いや、なんで若干俺を睨むのウェダルフ。目が座っててちょっと怖いんですけど……。そんなに辛かったの?
「ほら! 一緒に謝りますよ!!」
「えぇ……、なんかこの子無言で泣いててちょっと怖いんだけど……あぁ、分かったわよ! ちゃんと謝るからあんたまで睨まないでくれる?!」
そうして二人同時のごめんなさいをぎこちない挙動のウェダルフが受け入れたことで事態は収束し、今後の方針はソルブさんを交えてすることがものの五分で終わり、今度はソルブさんがつくまで部屋で待つことが決まったのだった。
「それで……、あんたはソルブに聞きたいことがあるってキレてたけど、具体的には何聞くつもりなのよ?」
「はぁぁ……あれだけ説明したのに何も聞いてなかったんですか……? 私が聞きたいのは"新緑の儀"の詳しい内容と、どのような方法で再び草木を息吹かせるのかです。今だにシュンコウ大陸は冬に閉ざされたままで春は一向に訪れてはいないのです」
「じゃあセズちゃんの住んでいる大陸は雪が降ってるの?! わぁぁ……僕雪なんて今まで一度も見たことないんだ!」
「そんなの当り前じゃない! なんたってあたしが夏の種属の王様よ! 冬なんて来るわけないじゃない!!」
「いえ……お二人ともそういうことでは………」
大いに話の筋は逸れに逸れ、セズがしょんぼり加減で二人に事情を必死に伝えていた時だった。迎賓室の扉が開かれ、そこには依然見かけた農民のおじいちゃんではない、王に傅くに相応しい風格のソルブさんが立っていた。
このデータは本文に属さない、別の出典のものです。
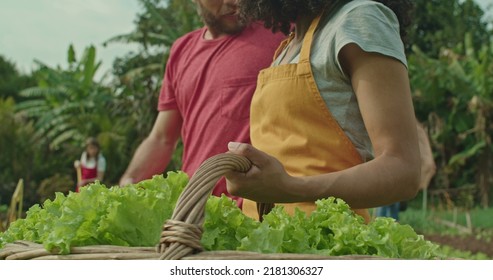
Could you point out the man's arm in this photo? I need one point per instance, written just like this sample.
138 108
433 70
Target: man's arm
154 153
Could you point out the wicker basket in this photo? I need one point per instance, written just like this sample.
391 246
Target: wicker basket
180 238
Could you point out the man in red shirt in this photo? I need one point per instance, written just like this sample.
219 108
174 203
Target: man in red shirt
205 98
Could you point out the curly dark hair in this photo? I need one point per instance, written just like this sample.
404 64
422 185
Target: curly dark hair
279 14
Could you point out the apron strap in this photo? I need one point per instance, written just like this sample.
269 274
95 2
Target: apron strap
307 40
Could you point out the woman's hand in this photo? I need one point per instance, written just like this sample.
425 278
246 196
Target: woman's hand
266 181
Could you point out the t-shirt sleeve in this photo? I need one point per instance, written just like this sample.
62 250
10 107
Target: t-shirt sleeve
374 28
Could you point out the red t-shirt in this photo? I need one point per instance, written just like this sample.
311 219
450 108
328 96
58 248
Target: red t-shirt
211 83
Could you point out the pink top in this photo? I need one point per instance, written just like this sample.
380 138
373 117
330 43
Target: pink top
211 83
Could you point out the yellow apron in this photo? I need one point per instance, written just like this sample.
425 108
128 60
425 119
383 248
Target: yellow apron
290 121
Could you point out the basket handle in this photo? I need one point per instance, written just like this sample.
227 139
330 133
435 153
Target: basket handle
182 233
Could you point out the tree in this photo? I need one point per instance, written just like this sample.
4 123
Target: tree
439 24
11 81
66 105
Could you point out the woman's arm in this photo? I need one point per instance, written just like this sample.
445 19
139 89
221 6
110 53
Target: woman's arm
382 87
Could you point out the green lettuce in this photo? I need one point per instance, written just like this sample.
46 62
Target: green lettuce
128 216
134 215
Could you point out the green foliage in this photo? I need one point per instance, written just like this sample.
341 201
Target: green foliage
332 229
454 93
441 24
133 216
11 81
58 183
67 105
130 216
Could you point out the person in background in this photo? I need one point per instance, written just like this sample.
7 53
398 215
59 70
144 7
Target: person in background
92 164
333 116
428 170
205 97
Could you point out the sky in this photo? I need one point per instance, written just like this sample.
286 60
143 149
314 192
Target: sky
44 29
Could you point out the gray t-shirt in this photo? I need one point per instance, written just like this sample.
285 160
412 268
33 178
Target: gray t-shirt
374 28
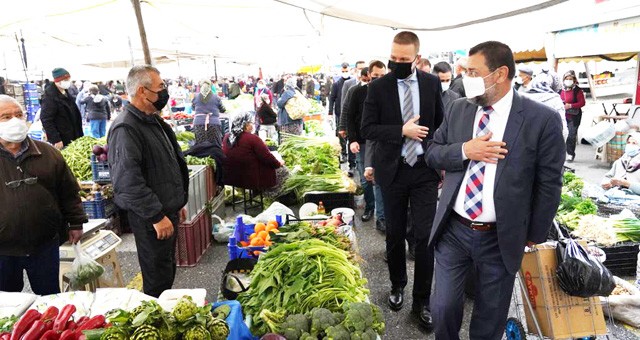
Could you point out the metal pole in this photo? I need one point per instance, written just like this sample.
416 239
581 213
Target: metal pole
143 33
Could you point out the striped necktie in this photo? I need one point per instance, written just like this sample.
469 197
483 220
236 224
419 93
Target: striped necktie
411 145
473 190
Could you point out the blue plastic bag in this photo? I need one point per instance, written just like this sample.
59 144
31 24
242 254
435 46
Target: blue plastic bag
238 330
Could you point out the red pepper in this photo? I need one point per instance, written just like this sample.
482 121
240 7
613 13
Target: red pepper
63 317
81 321
24 324
50 314
51 335
71 325
36 331
68 335
93 323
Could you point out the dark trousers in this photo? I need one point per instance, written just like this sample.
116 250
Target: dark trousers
573 122
156 257
458 250
414 185
43 270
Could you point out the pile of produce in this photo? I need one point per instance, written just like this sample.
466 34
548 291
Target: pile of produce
326 232
297 277
312 155
356 321
572 206
52 324
78 156
187 321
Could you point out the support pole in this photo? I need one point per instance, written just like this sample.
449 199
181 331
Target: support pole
143 33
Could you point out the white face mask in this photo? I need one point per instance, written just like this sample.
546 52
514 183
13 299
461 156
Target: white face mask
65 84
14 130
474 86
445 85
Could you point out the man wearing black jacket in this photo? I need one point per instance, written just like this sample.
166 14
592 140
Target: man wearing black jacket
401 111
150 177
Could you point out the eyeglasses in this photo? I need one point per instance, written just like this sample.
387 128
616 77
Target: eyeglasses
17 183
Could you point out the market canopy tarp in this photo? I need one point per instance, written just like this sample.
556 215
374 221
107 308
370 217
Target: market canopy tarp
279 35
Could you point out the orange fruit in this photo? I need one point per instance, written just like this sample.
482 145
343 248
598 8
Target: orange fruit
259 227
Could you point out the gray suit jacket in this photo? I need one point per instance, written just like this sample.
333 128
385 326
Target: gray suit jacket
528 181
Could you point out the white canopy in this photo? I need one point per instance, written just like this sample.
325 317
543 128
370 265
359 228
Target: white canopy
99 38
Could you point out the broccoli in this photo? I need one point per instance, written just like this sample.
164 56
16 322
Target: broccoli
358 316
321 319
337 332
294 326
368 334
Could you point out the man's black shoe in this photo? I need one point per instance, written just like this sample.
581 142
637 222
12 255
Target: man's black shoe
367 216
396 299
423 314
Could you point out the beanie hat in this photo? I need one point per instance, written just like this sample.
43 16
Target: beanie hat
59 74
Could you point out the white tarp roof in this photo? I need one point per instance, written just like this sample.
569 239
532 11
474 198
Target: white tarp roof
278 35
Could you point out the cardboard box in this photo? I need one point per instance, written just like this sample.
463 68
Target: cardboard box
559 315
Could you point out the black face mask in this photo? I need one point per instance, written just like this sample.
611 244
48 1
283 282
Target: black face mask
163 99
401 70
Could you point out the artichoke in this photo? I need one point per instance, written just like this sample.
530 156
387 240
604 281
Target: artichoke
185 309
218 328
114 333
146 332
197 332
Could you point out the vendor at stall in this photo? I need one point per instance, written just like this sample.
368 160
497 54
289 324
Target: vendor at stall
624 172
249 164
206 122
40 200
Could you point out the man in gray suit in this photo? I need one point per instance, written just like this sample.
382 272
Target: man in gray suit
503 155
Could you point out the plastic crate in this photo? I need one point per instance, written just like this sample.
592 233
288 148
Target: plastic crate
193 240
331 200
622 258
100 208
100 171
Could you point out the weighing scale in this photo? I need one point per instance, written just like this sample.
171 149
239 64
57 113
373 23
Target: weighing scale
94 241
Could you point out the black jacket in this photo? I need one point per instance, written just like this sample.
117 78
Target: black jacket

「ほぉふぉふぉ……仲良きことは素晴らしきことでございます。さてはてこの老いぼれの知恵をお求めと聞きましたが、さてはてなにについてお話いたしましょうか?」
そう言いながらみんなが見やすい場所にあるソファに腰をおろし、にこやかな顔でサリッチとセズを見やる。その姿に気を引き締められたのか、姿勢を正し、セズがおずおずと話し始めた。
「実は……昨日お聞きした"新緑の儀"について深くお伺いしたいのです。それというのもですが私………」
「存じておりますとも。マウォル国の姫様。シュンコウ大陸のことはあまり情報として入ってこないのですが、それでも聞こえてくる噂というのはありまする。そうですな……、シュンコウ大陸が長らく王を立てていないというのは本当でございましたか」
どこでセズがマウォルのお姫様だと気づいたのかも恐ろしいが、それ以上にセズがいるだけでおおよその状況に気づいてるような口調はもっと恐ろしい。
「そうなんです……。父が亡くなって以来、私の国………いいえ、シュンコウ大陸は永すぎる冬を過ごしています。だけど私の姉や兄は日々諍いばかりで誰も春を齎すことができないのです。………情けない話ですがどうか、私に"新緑の儀"についてご教授をお願いいたします」
そう言ってソファから降りたセズは正座をし、流れるようなきれいな所作で頭を下げる。その普段見ないセズの表情と雰囲気は王族としての気品に溢れており、皆が見とれてしまうほどだった。
「どうか頭を上げてくだされ、マウォル国の姫様よ。我らは場所は違えど同じ使命を持った種属にございます。困ったときにはそれぞれ持っている知恵を貸しあいましょうぞ」
セズに優しく語りかけたソルブさんはソファからゆっくり降り、しわが刻まれた小さな掌をそっと差し出したのだった。